Zhang had significantly expanded his domain by 1363, when he declared himself the King of Wu (吴王, Wu Wang), possibly following the example of his main rival, the Nanjing-based Zhu Yuanzhang, who had earlier (1361) made himself the Duke of Wu (吴公, Wu Gong). Not to be outdone, in 1364, Zhu promoted himself to a King (Wang) of Wu
as well.

==Fall and legacy==
It is speculated by modern historians that if Zhang had been more decisive and cooperated with another rival (and the western neighbor) of Zhu, Chen Youliang, Zhang and Chen could have crushed Zhu's incipient Ming state. However, "indolent" Zhang was apparently content to merely control the lower Yangtze region; his two attempts to attack Zhu's territories were both defeated decisively.

After Zhu Yuanzhang's victory over Chen Youliang and his son Chen Li and taking full control of their former territories (by around 1365), Zhu was able to turn more of his fighting power against Zhang. Zhu's started with cutting off Zhang from any possible aid from the Yuan rulers in the north. This was accomplished by his taking Gaoyou on the Grand Canal of China on April 24, 1366. In the same year (1366), Zhang lost his younger brother Zhang Shide, who was also an important general in his army, feared by Zhu's troops, when the younger Zhang fell from his horse and died. By late December 1366, Zhang's capital Suzhou was surrounded by Zhu's army.
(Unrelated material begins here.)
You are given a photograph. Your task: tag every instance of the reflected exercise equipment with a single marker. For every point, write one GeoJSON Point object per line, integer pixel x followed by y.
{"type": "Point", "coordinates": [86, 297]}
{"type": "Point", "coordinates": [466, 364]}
The struggle between the two "Kings of Wu" came to the end on October 1, 1367, when Suzhou fell to Zhu Yuanzhang's troops after a 10-month siege.
Zhang tried to hang himself. but was discovered in the act, captured, and taken to Zhu's capital, Nanjing. What happened to Zhang there is not known for sure: according to various sources, he was either beaten to death or finally managed to hang himself successfully. Meanwhile, Zhu incorporated a quarter million of Zhang's troops into his army, proclaimed himself the first emperor of the new Ming dynasty on the (Chinese) New Year Day of 1368 (January 20 or 23, 1368) and punished Zhang's surviving supporters in Suzhou by extortionate taxes.

Zhang Shicheng's tomb in Xietang, Suzhou is still standing today. After his death, his memory still made an impression in the hearts of the peoples of Suzhou. On every 30 July (Zhang's birthday), the locals of Suzhou celebrated with straw dragon toys hanging at the doors of their houses. At the same time, they set fire to 94 straw stems, the significance being "9" and "4" forming Zhang's birth name; at the same time, it was a homonym for "continued remembrance" (久思). According to tradition, as emperor, Zhu Yuanzhang became suspicious of these local practises, and asked local officials to investigate; the locals claimed that they were worshipping Kṣitigarbha (地藏王, Dizangwang in Mandarin). This was again another word play as the locals were actually worshipping Zhang as a local prince (地张王, Dizhangwang). This celebration continued under Communist rule, and lasted until the establishment of the People's Republic of China.

==Luo Guanzhong and Zhang Shicheng==
Although very little reliable information exists about the life of the famous novelist Luo Guanzhong, some scholars surmise that Luo may have been a member of Zhang Shicheng's staff during the early days of Zhang's kingdom. It is believed Luo became disillusioned with Zhang after he made accommodations with the Mongol rulers. After the disillusionment, Luo turned to a literary career, writing his Romance of the Three Kingdoms. However, the scant historical evidence has been interpreted in various ways, with arguments in favor of Luo having been on the side of other participants in the conflict.